Wes Moore's Headshot

Wes Moore

Social justice advocate, acclaimed author of The Other Wes Moore - Panelist Blurb

Wes Moore is a veteran, Rhodes Scholar and author of The Other Wes Moore, a story of mentorship and support networks that refused to let him fall into crime and drugs. He is also the founder of BridgeEDU, an innovative college platform that addresses the college completion and job placement crisis. His most recent book, The Work, debuted at No. 15 on the New York Times Best Seller List and was received as a model for how we can weave valuable lessons together from supremely different people in order to forge individual paths to triumph.

Moore's first book, The Other Wes Moore, tells the tale of two kids with the same name living in the same decaying city.

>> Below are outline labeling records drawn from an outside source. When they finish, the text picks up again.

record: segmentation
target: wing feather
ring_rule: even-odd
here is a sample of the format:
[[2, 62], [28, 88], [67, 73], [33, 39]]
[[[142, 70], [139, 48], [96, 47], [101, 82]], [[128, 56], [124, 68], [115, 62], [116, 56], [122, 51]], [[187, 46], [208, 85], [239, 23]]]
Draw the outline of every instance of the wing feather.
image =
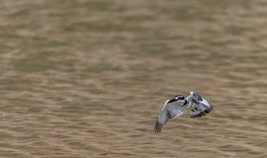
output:
[[214, 110], [214, 107], [209, 101], [208, 101], [203, 96], [199, 95], [195, 92], [190, 92], [191, 97], [195, 99], [195, 101], [197, 100], [199, 102], [198, 106], [195, 109], [191, 110], [191, 118], [200, 117], [202, 116], [205, 116], [206, 114], [209, 113], [212, 110]]
[[166, 124], [169, 120], [183, 115], [186, 111], [182, 106], [175, 103], [167, 103], [167, 102], [168, 101], [167, 101], [164, 105], [155, 125], [154, 130], [156, 134], [161, 132], [162, 127]]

One grew up to be a Rhodes Scholar and White House Fellow after serving in the prestigious 82nd Airborne Division of the US Army. The other is currently serving a life sentence for the killing of a police officer during an armed robbery. Burning with curiosity as to why he and the other Wes were so radically different, Moore investigated the man with the same name. The result was an instant New York Times and Wall Street Journal bestseller which captured the nation's attention on what draws the line between success and failure in our communities.

Moore has been featured by USA Today, Time Magazine, People Magazine, Meet the Press, The Colbert Report, MSNBC and NPR, among many other media outlets. He is also the host of Beyond Belief on the Oprah Winfrey Network, and the executive producer and host of PBS's Coming Back with Wes Moore, which focuses on the re-integration of Iraq and Afghanistan veterans and their return home.

While still a student at Johns Hopkins University, Moore founded STAND!, an organization which works with Baltimore youth in the criminal justice system. More recently, he is the founder and CEO of BridgeEdU, a program that reinvents the freshman year in a way that engages students in real-world internships and service-learning opportunities in addition to core academic classes.

As a writer and speaker, Moore shares the illuminating lessons he learned on his journeys. In The Work, he writes about an Afghan translator who taught him to find spirit in the midst of war, the resilient students of post-Katrina-ravaged Mississippi who showed courage in the face of adversity, and his late grandfather, who taught that service can save.

Filled with stories of everyday people, Moore's very human perspective coupled with his transformative programs bring concrete benefits.